Betreuung: Weniger Geld für Helfer

TRIER. (DiL) Sozialverbände, Vormundschaftsrichter und Kommunen laufen Sturm gegen eine geplante Verschlechterung des Betreuungrechts. Sie befürchten, die einstige "Jahrhundert-Reform" werde durch die Vorschläge einer Bund-Länder-Arbeitsgruppe zum Torso.
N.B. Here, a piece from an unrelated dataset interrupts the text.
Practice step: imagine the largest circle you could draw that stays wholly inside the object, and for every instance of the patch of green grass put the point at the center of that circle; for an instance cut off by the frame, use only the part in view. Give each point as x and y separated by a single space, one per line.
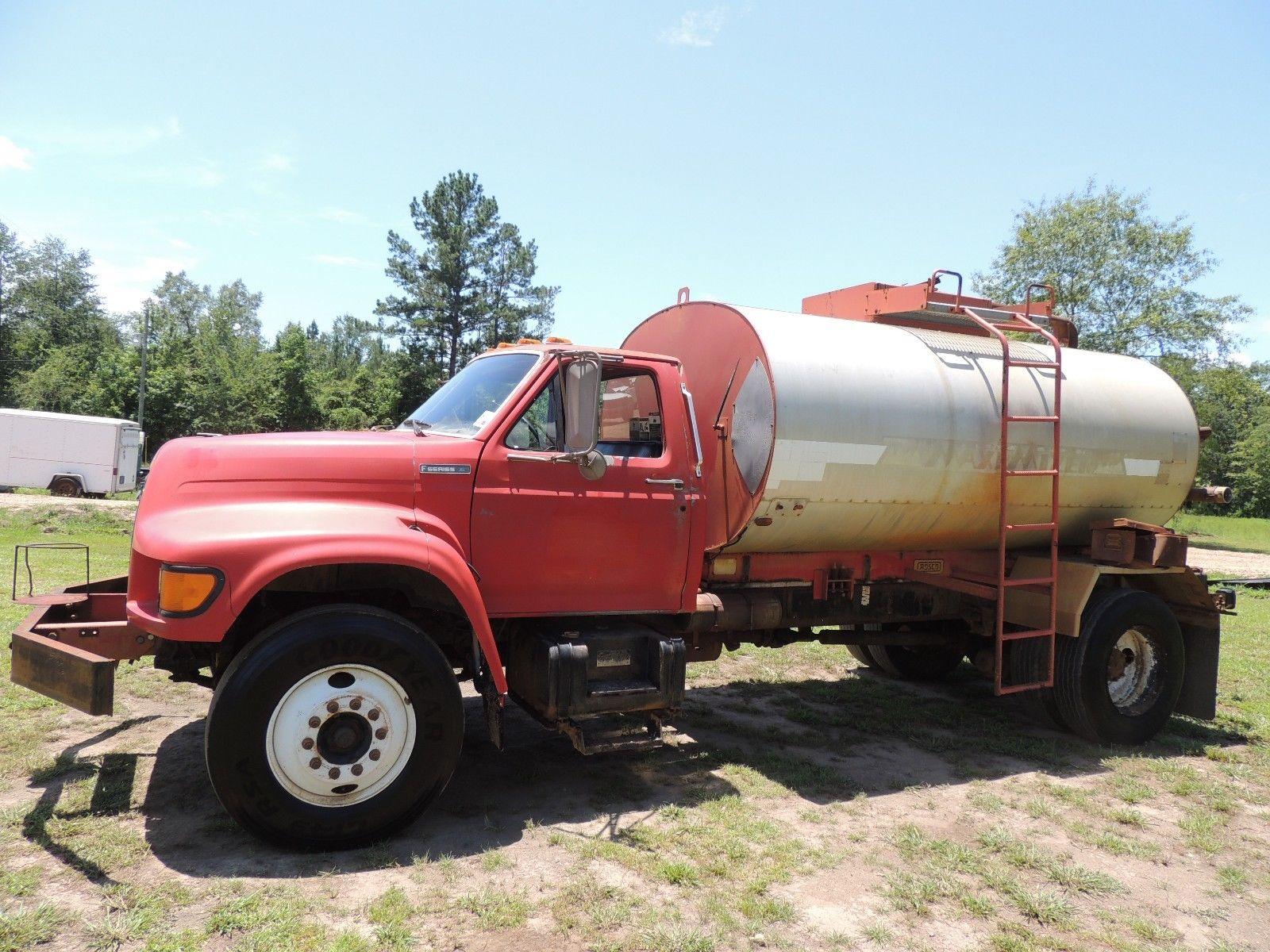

Mitte Juni, rechtzeitig zum Start der Feriensaison, legte die Kommission ihre Vorschläge vor - seither herrscht Aufruhr bei den Betreuungs-Vereinen der Kirchen und Wohlfahrtsverbände. Eine "Zerschlagung der Strukturen" fürchtet etwa der Trierer Diözesanverband des SKM, einem katholischen Verein für soziale Dienste. Ende August ist eine Anhörung geplant, danach beginnt das Gesetzgebungsverfahren. Vor gut zehn Jahren war das alte Vormundschaftsrecht mit dem Haupt-Instrument der "Entmündigung" abgeschafft und durch ein System der "Betreuung" ersetzt worden, das auf möglichst weitgehender Selbstbestimmung des Betroffenen und differenzierten Hilfsangeboten basiert. Haupt- und ehrenamtliche Betreuer sollten ein Funktionieren des Systems gewährleisten. Politiker aller Parteien feierten das Gesetz seinerzeit als "enormen humanen Fortschritt" und "zukunftsfähige Lösung". Nun wird ihnen ihre Musterregelung offenkundig zu teuer. Im Jahr 2002 überschritt die Zahl der betreuten Bürger bundesweit erstmals die Millionengrenze. Bei den Amtsgerichten in der Region Trier sind über 3000 Fälle aktenkundig, davon allein in der Stadt Trier 1300 - beileibe kein Problem einer winzigen Minderheit. "Das kann auf jeden zukommen", sagt Triers Sozialdezernent Georg Bernarding. Aufgrund der gewachsenen Fallzahlen sind auch die Kosten explodiert. Weil diese über die Justizkassen abgewickelt werden, sind die Länder Kostenträger. In Nordrhein-Westfalen reichten 1995 noch 26 Millionen Euro, inzwischen sind es 104 Millionen. Das größte Bundesland ist deshalb auch der Vorreiter bei einer Neuregelung der Kosten. Statt die hauptamtlichen Betreuer nach dem nötigen Aufwand zu bezahlen, sollen knappe Pauschalen eingeführt, die Aufwandsentschädigung für die Ehrenamtler drastisch beschnitten werden. Vertreter der konfessionellen Verbände weisen darauf hin, dass die hauptamtlichen Betreuer vor allem bei schwierigen Fällen eingesetzt würden, die einen hohen Zeitaufwand verursachen. Das werde künftig nicht mehr möglich sein. Der Bundesverband der Lebenshilfe sieht gar in manchen Bereichen die Betreuungsvereine "zur Aufgabe gezwungen". Eine fatale Aussicht für die Kommunen, die in letzter Konsequenz das Betreuungsangebot gewährleisten müssen. Weniger Betreuung gleich weniger Selbsthilfe gleich mehr Heimunterbringungen mit Totalversorgung - und damit mehr Sozialkosten für Gemeinden und Kassen. Einen "weiteren Verschiebebahnhof" nennt Dezernent Bernarding dieses Prozedere.